Jim Wheeler
- Full name: James Reid Wheeler
- Born: 27 December 1898 Belfast, Ireland
- Died: 22 March 1973 (aged 74) Belfast, Northern Ireland
- School: Methodist College Belfast
- University: Queen's University Belfast
- Occupation(s): Ophthalmologist

Rugby union career
- Position(s): Outside-half

International career
- Years: Team / Apps / (Points)
- 1922–24: Ireland / 5 / (0)

= Jim Wheeler (rugby union) =

Rugby union player from Northern Ireland

James Reid Wheeler (27 December 1898 — 22 March 1973) was an Irish international rugby union player.

The son of a surgeon, Wheeler was born and raised in Belfast, attending Methodist College Belfast.
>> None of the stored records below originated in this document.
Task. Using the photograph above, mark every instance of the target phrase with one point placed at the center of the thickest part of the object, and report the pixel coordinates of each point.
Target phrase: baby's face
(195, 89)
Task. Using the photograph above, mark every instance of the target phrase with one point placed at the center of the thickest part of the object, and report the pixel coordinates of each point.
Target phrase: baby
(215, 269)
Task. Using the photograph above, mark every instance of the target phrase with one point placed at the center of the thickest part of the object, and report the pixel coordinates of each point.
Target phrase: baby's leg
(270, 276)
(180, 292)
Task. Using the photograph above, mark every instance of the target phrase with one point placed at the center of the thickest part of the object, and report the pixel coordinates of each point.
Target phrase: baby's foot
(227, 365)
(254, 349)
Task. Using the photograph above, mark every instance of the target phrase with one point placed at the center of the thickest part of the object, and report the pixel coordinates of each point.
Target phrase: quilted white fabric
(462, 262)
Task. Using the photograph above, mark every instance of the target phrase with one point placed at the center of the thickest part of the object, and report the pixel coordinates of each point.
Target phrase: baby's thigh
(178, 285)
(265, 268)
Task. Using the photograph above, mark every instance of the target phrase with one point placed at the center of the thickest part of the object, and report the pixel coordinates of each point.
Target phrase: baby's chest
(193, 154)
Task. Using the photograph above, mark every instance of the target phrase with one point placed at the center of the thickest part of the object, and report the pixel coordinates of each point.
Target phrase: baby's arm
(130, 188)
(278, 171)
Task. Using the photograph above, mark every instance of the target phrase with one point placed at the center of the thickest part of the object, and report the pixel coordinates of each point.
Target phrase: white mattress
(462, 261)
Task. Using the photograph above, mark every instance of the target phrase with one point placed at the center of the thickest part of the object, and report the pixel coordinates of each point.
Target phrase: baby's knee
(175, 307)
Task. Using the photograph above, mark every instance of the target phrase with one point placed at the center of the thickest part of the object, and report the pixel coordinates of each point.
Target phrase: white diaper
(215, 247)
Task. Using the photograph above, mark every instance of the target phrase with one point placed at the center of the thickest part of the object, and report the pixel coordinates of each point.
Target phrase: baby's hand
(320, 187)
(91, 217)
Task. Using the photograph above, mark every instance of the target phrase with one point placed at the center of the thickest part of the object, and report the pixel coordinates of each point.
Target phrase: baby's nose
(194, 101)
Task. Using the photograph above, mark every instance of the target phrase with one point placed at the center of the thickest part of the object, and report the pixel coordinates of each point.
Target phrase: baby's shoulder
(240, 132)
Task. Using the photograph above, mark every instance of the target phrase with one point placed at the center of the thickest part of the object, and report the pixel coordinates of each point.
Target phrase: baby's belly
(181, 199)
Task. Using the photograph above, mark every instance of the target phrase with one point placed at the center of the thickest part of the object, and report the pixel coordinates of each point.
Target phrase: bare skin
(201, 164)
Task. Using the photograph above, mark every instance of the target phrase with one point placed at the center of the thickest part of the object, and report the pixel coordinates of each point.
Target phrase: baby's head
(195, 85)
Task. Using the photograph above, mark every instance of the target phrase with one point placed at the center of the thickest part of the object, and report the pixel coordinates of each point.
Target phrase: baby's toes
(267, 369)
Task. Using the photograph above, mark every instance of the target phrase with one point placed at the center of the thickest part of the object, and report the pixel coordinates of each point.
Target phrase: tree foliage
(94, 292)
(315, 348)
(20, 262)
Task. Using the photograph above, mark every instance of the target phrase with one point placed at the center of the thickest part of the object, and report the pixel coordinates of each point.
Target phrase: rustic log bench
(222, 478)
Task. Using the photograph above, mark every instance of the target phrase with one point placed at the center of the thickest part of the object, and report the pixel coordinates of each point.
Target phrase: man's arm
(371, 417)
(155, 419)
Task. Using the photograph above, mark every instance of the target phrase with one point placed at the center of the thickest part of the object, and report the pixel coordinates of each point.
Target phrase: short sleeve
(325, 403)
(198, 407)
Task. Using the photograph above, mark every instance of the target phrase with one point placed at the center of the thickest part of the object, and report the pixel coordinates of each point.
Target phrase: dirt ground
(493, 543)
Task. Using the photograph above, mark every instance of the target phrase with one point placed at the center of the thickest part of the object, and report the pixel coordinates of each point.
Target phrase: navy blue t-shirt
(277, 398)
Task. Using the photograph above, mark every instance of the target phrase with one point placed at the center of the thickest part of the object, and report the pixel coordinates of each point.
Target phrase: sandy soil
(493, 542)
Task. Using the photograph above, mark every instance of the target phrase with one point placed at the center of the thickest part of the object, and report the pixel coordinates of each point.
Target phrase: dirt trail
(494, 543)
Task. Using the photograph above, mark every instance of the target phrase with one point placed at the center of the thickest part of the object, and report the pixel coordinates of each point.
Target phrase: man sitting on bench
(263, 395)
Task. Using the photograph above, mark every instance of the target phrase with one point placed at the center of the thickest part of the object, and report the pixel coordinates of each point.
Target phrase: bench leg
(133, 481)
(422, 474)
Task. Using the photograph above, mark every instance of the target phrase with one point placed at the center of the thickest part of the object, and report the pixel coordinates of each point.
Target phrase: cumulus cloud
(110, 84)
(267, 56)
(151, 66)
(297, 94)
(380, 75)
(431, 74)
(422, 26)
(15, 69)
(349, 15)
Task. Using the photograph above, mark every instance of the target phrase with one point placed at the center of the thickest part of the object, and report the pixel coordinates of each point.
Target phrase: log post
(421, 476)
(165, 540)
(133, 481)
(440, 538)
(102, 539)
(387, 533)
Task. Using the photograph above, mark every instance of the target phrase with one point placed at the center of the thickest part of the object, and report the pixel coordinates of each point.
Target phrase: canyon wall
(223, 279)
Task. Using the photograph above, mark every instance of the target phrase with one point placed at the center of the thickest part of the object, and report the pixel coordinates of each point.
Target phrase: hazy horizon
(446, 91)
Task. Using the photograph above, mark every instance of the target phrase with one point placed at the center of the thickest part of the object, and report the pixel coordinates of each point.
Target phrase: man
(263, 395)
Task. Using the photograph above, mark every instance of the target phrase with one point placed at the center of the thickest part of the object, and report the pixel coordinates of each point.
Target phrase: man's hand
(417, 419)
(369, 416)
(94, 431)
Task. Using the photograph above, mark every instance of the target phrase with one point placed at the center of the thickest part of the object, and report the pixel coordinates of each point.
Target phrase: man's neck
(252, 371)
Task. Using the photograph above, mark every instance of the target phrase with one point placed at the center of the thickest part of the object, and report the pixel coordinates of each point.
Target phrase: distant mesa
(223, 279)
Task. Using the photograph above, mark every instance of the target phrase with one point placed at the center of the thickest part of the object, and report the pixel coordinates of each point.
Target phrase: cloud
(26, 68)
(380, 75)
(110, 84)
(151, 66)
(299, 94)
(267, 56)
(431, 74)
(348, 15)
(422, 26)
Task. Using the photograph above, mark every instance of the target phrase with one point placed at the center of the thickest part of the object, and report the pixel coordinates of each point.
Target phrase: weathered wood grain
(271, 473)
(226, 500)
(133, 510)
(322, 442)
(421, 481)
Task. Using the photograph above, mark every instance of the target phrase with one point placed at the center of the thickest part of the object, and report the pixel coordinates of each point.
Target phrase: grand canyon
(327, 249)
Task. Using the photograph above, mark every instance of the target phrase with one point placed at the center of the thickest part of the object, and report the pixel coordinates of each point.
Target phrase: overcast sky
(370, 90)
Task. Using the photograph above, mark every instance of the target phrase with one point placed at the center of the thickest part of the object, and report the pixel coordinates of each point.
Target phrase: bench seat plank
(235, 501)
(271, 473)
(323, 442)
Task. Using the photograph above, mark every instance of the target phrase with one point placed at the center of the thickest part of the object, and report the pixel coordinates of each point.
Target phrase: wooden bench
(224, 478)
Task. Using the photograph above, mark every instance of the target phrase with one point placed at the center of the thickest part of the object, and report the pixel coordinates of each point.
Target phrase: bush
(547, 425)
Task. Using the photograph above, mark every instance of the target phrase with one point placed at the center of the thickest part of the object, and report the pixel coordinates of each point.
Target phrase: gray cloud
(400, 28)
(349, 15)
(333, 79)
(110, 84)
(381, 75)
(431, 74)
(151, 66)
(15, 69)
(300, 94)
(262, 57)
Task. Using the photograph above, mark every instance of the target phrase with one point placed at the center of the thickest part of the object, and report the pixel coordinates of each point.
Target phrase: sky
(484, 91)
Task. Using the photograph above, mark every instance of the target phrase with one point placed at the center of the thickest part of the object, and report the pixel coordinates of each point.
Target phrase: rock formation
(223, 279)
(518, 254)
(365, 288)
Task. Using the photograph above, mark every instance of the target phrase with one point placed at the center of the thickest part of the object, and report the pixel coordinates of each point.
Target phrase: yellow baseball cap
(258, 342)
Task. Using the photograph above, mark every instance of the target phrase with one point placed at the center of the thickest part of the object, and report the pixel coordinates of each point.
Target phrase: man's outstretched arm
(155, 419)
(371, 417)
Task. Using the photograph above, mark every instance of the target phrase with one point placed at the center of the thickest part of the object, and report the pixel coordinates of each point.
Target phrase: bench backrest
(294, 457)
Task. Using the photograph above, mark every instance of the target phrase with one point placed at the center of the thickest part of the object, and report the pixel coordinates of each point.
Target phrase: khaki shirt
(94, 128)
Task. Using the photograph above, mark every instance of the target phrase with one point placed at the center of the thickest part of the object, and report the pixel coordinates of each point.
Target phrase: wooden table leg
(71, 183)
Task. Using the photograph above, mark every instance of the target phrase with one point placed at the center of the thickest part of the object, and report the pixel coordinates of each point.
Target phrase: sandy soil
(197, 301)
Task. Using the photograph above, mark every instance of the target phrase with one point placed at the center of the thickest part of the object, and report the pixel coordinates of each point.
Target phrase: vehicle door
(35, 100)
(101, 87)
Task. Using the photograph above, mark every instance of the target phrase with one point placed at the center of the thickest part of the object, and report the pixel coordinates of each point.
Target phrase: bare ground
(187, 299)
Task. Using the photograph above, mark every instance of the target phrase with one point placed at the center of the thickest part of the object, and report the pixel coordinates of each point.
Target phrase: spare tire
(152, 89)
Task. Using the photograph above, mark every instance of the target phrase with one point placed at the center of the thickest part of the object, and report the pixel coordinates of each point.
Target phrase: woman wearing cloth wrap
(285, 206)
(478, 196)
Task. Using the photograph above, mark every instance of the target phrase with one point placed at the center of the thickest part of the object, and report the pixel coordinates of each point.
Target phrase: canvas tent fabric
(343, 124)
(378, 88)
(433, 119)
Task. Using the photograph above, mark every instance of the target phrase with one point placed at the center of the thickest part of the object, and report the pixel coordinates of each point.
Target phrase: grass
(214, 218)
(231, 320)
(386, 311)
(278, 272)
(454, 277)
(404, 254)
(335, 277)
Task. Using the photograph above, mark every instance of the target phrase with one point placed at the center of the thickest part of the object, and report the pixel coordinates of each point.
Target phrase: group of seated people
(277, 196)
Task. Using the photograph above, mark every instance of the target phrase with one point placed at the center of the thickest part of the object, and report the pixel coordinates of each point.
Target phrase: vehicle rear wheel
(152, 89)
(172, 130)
He enlisted with the Royal Artillery in 1917 and was mentioned in despatches during his service.

Wheeler played as an outside-half for Queen's University RFC while a medical student and was capped five times for Ireland, from 1922 to 1924, then became a referee and officiated three Calcutta Cup fixtures.

A specialist in ophthalmology, Wheeler was made a fellow of the Royal College of Surgeons of Edinburgh in 1929 and lectured at Queen's University. He remained involved in rugby, serving as president of the IRFU in 1959–60.